Father Shadow had sought a world wherein uncertainty could work its insidious poison against those who chose intransigence as their weapon – with which they held wisdom at bay. Where every fortress eventually crumbled from within, from the very weight of those chains that exerted so inflexible an embrace.
In his mind he argued with that ghost – the Betrayer. The one who sought to murder Scabandari Bloodeye all those thousands of years ago. He argued that every certainty is an empty throne. That those who knew but one path would come to worship it, even as it led to a cliff’s edge. He argued, and in the silence of that ghost’s indifference to his words he came to realize that he himself spoke – fierce with heat – from the foot of an empty throne.
Scabandari Bloodeye had never made that world.
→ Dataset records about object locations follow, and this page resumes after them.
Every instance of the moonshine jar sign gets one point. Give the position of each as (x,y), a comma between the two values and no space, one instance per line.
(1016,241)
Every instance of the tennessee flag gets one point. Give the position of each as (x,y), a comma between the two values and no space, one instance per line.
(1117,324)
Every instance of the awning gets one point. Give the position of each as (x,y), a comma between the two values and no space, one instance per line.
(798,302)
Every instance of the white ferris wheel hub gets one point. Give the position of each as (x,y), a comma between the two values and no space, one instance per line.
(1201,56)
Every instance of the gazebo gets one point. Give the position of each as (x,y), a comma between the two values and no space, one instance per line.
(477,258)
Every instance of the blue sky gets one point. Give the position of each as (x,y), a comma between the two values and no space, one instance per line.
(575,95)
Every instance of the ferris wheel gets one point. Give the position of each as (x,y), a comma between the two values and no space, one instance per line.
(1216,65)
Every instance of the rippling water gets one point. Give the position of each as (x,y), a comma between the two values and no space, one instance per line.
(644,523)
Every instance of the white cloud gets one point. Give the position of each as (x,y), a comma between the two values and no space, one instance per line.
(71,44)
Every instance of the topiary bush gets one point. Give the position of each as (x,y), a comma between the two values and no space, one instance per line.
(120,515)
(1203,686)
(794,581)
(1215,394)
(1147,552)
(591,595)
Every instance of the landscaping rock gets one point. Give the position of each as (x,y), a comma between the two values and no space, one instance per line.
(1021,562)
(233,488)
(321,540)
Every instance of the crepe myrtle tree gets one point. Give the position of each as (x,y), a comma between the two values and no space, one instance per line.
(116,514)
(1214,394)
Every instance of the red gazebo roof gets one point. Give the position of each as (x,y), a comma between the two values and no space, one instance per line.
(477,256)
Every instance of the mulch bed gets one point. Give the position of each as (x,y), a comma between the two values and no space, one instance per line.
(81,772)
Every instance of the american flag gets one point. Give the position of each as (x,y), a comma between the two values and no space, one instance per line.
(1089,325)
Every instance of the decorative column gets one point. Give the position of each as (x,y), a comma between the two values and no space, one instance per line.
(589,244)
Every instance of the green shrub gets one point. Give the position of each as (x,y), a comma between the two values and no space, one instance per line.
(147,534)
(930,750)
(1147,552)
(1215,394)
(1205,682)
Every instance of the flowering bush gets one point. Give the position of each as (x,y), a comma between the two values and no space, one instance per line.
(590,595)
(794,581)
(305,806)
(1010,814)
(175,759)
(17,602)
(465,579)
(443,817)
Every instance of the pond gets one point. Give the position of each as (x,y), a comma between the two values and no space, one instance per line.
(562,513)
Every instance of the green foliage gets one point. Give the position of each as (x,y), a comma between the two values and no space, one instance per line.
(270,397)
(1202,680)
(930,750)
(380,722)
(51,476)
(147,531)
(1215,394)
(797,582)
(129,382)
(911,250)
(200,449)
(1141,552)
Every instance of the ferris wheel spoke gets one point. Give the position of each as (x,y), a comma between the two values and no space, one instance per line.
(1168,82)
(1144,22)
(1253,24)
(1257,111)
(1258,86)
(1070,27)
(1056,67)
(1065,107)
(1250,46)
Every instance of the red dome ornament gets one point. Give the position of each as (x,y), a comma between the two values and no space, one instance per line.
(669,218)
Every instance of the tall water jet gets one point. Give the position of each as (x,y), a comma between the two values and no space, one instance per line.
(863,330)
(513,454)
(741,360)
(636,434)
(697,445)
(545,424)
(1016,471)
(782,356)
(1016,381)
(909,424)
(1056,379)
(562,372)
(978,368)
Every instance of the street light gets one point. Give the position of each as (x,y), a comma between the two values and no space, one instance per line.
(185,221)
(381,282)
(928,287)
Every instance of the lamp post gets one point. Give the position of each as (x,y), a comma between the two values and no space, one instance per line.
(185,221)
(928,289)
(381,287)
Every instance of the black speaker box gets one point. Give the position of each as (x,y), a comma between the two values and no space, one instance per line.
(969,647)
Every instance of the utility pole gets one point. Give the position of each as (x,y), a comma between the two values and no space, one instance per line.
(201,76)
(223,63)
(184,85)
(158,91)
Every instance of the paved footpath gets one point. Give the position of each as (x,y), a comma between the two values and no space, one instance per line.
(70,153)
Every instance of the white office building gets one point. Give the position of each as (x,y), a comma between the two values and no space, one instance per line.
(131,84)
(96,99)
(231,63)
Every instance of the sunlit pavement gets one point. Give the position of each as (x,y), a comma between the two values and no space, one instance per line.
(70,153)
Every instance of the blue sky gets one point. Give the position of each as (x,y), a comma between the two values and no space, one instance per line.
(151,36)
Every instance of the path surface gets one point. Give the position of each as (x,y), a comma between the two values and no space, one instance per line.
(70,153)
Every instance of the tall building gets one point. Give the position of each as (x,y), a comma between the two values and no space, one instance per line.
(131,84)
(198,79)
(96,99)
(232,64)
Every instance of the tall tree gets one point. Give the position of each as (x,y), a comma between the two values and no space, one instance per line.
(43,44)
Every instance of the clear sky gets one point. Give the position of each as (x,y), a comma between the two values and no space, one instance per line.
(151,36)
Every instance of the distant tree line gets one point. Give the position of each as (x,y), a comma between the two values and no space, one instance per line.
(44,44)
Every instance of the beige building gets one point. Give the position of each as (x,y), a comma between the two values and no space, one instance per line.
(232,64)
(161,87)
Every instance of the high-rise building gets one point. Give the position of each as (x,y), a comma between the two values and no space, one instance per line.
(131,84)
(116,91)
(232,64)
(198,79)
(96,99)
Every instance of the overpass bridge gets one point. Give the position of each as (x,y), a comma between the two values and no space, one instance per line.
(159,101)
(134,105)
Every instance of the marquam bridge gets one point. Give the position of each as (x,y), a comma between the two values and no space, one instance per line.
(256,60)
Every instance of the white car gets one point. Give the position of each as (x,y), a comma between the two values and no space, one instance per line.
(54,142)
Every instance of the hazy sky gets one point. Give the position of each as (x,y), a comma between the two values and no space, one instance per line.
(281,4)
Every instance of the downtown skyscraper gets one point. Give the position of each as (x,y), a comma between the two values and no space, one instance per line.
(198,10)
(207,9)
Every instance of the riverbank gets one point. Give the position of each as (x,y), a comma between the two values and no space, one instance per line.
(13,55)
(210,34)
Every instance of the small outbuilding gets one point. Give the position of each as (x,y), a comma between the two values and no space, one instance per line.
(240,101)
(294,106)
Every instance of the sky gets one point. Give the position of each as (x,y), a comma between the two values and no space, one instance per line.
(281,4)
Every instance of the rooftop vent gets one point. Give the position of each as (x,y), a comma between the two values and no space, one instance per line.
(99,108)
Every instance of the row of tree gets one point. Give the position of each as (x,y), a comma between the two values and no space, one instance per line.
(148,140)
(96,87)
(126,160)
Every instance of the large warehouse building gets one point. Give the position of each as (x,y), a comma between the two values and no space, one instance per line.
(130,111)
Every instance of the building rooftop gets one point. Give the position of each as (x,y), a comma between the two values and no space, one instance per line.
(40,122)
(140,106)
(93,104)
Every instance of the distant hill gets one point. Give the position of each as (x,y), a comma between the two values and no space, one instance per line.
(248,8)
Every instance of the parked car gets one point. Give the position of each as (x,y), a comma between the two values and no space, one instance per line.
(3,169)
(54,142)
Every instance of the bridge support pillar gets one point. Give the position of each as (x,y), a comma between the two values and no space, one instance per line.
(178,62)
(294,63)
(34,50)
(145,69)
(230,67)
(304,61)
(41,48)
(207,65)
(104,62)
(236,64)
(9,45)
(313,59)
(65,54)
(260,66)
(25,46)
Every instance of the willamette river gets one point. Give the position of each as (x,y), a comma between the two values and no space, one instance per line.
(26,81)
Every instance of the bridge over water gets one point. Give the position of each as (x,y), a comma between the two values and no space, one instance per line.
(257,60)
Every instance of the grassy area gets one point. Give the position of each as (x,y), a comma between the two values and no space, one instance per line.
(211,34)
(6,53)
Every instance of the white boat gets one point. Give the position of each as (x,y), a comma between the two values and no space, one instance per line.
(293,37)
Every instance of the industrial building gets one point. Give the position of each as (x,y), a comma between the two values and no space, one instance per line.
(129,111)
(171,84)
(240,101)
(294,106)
He had vanished in this one, lost on a path no-one else could follow.
Trull Sengar stood before the corpse and its mound of rotting leaves, and felt desolation in his soul. A multitude of paths waited before him, and they were all sordid, sodden with despair.
The sound of boots on the trail. He turned.
Fear and Rhulad approached. Wearing their cloaks. Fear carried Trull’s own in his arms, and from the man’s shoulders hung a small pack.
Rhulad’s face was flushed, and Trull could not tell if it was born of anxiety or excitement.
‘I greet you, Trull,’ Fear said, handing him the cloak.
‘Where are we going?’
‘Our father passes this night in the temple. Praying for guidance.’
‘The Stone Bowl,’ Rhulad said, his eyes glittering. ‘Mother sends us to the Stone Bowl.’
‘Why?’
Rhulad shrugged.
Trull faced Fear. ‘What is this Stone Bowl? I have never heard of it.’